The size of the yellowfin tuna (Thunnus albacores) varies, but many can weigh 300 lbs (136 kg). Some people report seeing yellowfin 94.1 inches (239 centimeters) long and weighing 441 lbs (200 kilograms). The biggest yellowfin tuna on record weighs 388 pounds (176 kg). The average species however are 40 to 180 cm long and weigh between 5 to 20 kg.
The yellowfin tuna belongs to the genus Thunnus in the Scombridae family. It is from the Perciformes order of the Actinopterygii class.
The fish can be found in the pelagic waters of the subtropical and tropical oceans throughout the world. The tuna is also known as ahi, its Hawaiian name. However, ahi in Hawaiian also refers to the bigeye tuna.
The fish should not be confused with the albacore, which is another type of tuna. However, the fish is also called albacora by the Portuguese and the French.
Whatever the size of the yellowfin tuna, its yellow fins are always visible. The yellow fins are the anal fin and the second dorsal fin. The small fins situated between the tail and the fins are also yellow.
The anal and second dorsal are lengthy among the adult specimens. In some cases these fins will extend all the way to the tail, resembling scimitars. The yellowfin’s pectoral fins extend farther than those of the bluefin. However it is still shorter compared to the albacore.
The yellowfin’s body has a metallic blue color. This color changes to a silver at the belly. The belly has twenty lines vertically set.
The fish is found at the ocean’s mixed surface layer, just over the thermocline. The range is usually at the top 328 ft (100 m), regardless of the size of the yellowfin tuna. But the fish is capable of swimming and diving much deeper. One yellowfin tuna was tracked at 246 ft (75 m). It even went to depths of 578 m, 982 m and 1160 m. 1160 m is 3800 ft deep.
The deep diving seems to occur more frequently at daytime. During evenings the tuna prefers to stay in shallow waters. The tuna is a schooling fish and rarely moves out of it.
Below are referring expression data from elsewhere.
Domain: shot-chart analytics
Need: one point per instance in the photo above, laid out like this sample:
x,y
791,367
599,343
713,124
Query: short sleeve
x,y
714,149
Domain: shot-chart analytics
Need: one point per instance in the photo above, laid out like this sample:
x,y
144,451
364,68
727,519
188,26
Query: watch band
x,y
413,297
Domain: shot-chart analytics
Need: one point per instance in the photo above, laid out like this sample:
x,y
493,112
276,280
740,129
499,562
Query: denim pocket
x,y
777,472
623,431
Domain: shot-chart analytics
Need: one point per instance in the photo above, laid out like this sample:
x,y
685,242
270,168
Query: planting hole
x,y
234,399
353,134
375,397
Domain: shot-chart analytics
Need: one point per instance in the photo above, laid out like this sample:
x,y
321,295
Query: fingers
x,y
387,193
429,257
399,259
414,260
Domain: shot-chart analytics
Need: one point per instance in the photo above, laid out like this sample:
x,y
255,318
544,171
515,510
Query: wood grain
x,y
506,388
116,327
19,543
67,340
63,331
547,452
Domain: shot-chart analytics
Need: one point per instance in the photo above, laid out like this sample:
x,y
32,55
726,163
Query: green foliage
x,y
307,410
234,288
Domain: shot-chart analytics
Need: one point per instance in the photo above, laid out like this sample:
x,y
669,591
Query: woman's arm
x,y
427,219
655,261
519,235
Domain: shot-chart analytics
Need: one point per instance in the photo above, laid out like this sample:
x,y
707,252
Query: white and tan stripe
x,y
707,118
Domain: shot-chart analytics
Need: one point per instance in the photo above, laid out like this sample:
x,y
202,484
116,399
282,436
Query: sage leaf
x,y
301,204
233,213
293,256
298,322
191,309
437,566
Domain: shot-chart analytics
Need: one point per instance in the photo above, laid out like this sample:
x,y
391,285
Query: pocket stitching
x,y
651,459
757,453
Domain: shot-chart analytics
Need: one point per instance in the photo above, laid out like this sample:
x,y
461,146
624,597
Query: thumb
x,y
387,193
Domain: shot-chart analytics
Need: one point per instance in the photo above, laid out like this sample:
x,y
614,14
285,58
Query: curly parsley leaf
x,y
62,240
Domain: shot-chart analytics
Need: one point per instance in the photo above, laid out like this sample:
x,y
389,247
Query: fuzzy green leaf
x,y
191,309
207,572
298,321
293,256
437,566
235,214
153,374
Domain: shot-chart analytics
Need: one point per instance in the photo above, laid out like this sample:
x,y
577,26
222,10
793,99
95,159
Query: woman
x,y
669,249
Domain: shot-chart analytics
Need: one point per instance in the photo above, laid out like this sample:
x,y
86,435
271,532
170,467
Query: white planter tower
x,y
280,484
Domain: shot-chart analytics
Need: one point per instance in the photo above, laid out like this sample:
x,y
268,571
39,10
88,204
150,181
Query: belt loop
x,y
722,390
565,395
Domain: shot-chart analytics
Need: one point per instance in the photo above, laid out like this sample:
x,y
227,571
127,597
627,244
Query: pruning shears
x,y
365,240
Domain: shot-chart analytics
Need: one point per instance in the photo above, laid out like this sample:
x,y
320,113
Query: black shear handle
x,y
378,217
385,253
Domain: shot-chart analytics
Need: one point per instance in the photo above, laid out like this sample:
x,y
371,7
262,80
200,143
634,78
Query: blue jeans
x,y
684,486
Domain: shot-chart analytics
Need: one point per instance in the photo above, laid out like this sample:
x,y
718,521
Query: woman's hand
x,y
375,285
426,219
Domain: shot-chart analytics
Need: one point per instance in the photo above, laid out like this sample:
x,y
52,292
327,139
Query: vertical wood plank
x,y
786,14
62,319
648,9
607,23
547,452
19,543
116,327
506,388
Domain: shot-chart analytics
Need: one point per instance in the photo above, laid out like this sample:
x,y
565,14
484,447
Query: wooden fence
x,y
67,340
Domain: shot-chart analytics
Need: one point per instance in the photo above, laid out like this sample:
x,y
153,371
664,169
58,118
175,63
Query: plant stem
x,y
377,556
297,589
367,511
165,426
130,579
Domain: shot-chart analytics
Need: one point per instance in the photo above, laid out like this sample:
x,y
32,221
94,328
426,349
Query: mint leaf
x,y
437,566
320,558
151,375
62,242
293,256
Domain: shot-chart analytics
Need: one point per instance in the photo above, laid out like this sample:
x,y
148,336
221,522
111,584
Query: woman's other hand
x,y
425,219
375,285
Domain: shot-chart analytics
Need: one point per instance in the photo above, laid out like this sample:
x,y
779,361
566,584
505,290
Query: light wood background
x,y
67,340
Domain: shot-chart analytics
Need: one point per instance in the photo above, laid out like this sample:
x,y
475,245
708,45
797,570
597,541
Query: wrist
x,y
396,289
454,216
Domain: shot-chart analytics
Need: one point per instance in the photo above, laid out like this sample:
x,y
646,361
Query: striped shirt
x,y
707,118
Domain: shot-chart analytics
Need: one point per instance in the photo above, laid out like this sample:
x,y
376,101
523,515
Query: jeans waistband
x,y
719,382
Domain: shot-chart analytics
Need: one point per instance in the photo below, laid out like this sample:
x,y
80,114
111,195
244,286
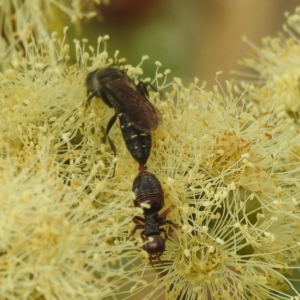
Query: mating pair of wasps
x,y
137,115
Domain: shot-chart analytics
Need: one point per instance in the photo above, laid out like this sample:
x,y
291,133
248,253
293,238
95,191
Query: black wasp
x,y
150,197
137,116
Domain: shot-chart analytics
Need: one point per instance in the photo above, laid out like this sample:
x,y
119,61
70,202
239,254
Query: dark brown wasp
x,y
150,197
137,115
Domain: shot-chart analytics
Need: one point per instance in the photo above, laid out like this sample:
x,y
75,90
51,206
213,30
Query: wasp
x,y
150,197
137,115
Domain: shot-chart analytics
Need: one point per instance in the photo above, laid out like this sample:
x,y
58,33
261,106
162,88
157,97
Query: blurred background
x,y
194,38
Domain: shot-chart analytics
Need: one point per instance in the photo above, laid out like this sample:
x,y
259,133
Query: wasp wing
x,y
139,110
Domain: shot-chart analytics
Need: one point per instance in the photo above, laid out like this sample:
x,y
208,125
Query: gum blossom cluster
x,y
227,164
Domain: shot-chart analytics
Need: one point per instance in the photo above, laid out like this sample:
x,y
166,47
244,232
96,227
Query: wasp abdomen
x,y
137,142
148,190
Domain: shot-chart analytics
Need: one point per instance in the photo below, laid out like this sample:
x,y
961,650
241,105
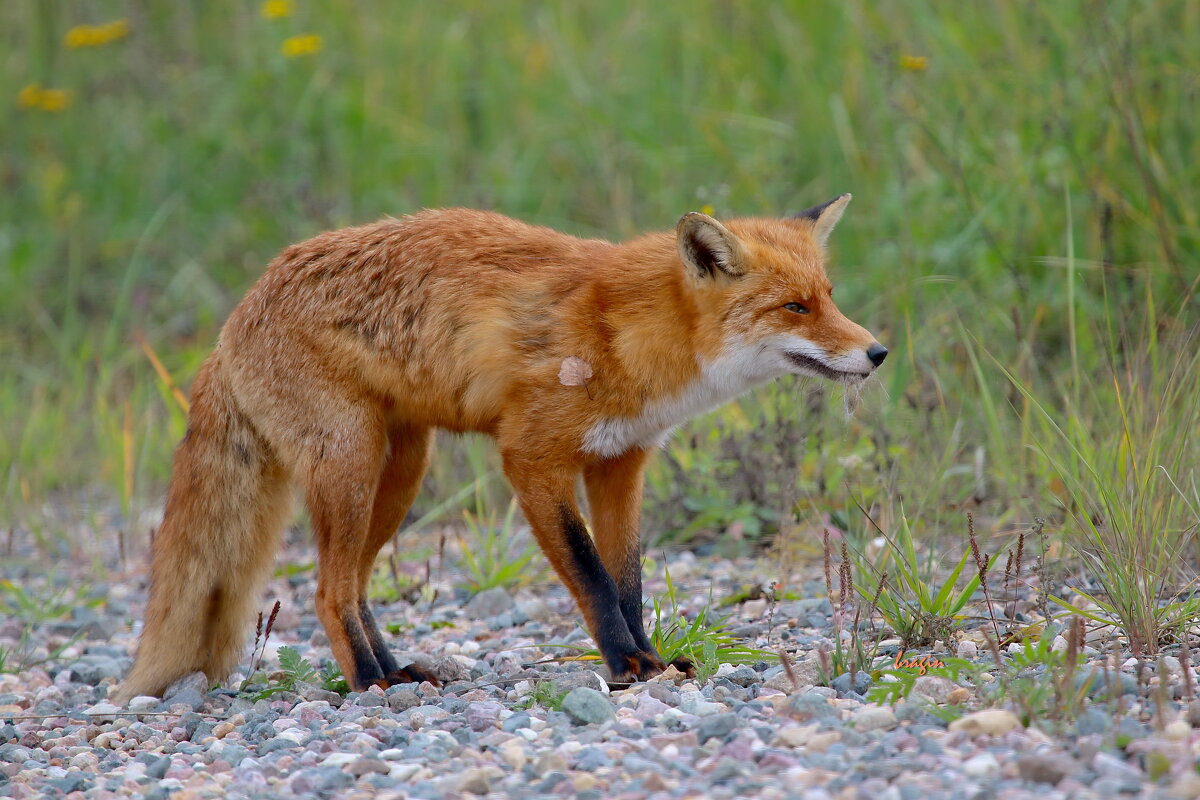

Scientists have observed that the yellowfin sometimes goes to the shorelines under certain conditions. This behavior has been observed at Hawaii and other islands in the Caribbean, Indian Ocean and Western Pacific. Yellowfin feeding on the shoreline is has been observed off the Ascension Island at the Atlantic.
Predation and Diet
Their diet consists of squid, pelagic crustaceans, and small fish. They also go after mackerel, saury and flying fish. Their natural predators are the wahoo, billfish, shark seabirds and other large tuna. Other predators are the blue marlin, the great white shark and the mako.
Despite the large size of the yellowfin tuna, it has not been able to escape overfishing. As a result, its population has been dwindling. Just like other threatened fish species, there are now efforts to curb fishing and increase its population.